Justizbeamte sprachen bei einer Überprüfung des vorbestraften Sexualtäters mit seiner Gefangenen. Doch sie erkannten die Lage nicht.

Die kalifornische Justiz hat in einem Bericht zum Entführungsfall von Jaycee Lee Dugard schwere Fehler zugegeben. Demnach hatten Beamte mit dem Entführungsopfer Kontakt, bevor dieses nach 18 Jahren Gefangenschaft und sexuellem Missbrauch im vergangenen August entdeckt wurde. Wie die „Los Angeles Times“ berichtete, sprachen Justizbeamte mit der jungen Frau und ihrer älteren Tochter, lange bevor das Verbrechen aufflog.

Die Zeitung beruft sich auf den veröffentlichten Bericht der kalifornischen Behörden. Aus ihm geht hervor, warum sich der bankrotte Bundesstaat kürzlich zu einer Entschädigung von 20 Millionen Dollar (etwa 16 Millionen Euro) für Dugard bereiterklärt hatte. Die heute 30-jährige Dugard war mit elf Jahren von dem vorbestraften Sexualtäter Phillip Garrido und seiner Frau Nancy entführt und bis zu ihrer Rettung im August 2009 sexuell missbraucht worden. Garrido ist der Vater von ihren heute 12- und 15-jährigen Töchtern.

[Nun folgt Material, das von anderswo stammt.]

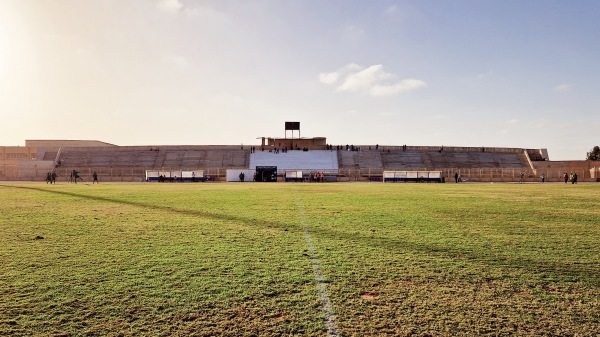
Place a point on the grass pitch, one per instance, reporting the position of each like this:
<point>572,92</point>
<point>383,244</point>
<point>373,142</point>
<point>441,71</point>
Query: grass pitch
<point>234,259</point>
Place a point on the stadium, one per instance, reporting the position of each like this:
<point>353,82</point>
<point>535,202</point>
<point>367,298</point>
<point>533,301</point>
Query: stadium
<point>402,254</point>
<point>286,159</point>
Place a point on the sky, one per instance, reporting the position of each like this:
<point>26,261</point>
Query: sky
<point>508,73</point>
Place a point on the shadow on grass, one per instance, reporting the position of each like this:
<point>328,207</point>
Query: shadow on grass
<point>584,272</point>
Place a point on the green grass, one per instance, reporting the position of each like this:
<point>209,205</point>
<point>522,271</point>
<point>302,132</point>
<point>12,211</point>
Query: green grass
<point>232,259</point>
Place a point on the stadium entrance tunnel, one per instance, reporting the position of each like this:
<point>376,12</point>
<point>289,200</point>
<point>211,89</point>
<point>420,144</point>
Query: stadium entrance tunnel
<point>266,173</point>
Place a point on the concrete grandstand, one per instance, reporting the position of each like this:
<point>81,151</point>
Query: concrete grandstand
<point>344,162</point>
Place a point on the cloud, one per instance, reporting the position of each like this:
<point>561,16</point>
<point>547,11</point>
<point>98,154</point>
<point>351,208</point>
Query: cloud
<point>177,61</point>
<point>563,87</point>
<point>373,80</point>
<point>170,6</point>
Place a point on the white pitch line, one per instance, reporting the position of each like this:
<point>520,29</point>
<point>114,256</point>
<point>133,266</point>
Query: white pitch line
<point>326,307</point>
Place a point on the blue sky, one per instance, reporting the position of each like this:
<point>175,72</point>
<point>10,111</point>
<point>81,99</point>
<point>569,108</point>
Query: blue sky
<point>452,73</point>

Wie die Justiz jetzt bekennt, hatten Beamte bei ihrer Überprüfung von Garrido auch mit Dugard und der älteren Tochter gesprochen. Sie schöpften aber keinen Verdacht und gingen der Identität der jungen Mutter und ihrer beiden Kinder nicht weiter nach. Das Ehepaar Garrido hatte die Entführte und später auch ihre Kinder in einem Zelt in ihrem Garten untergebracht.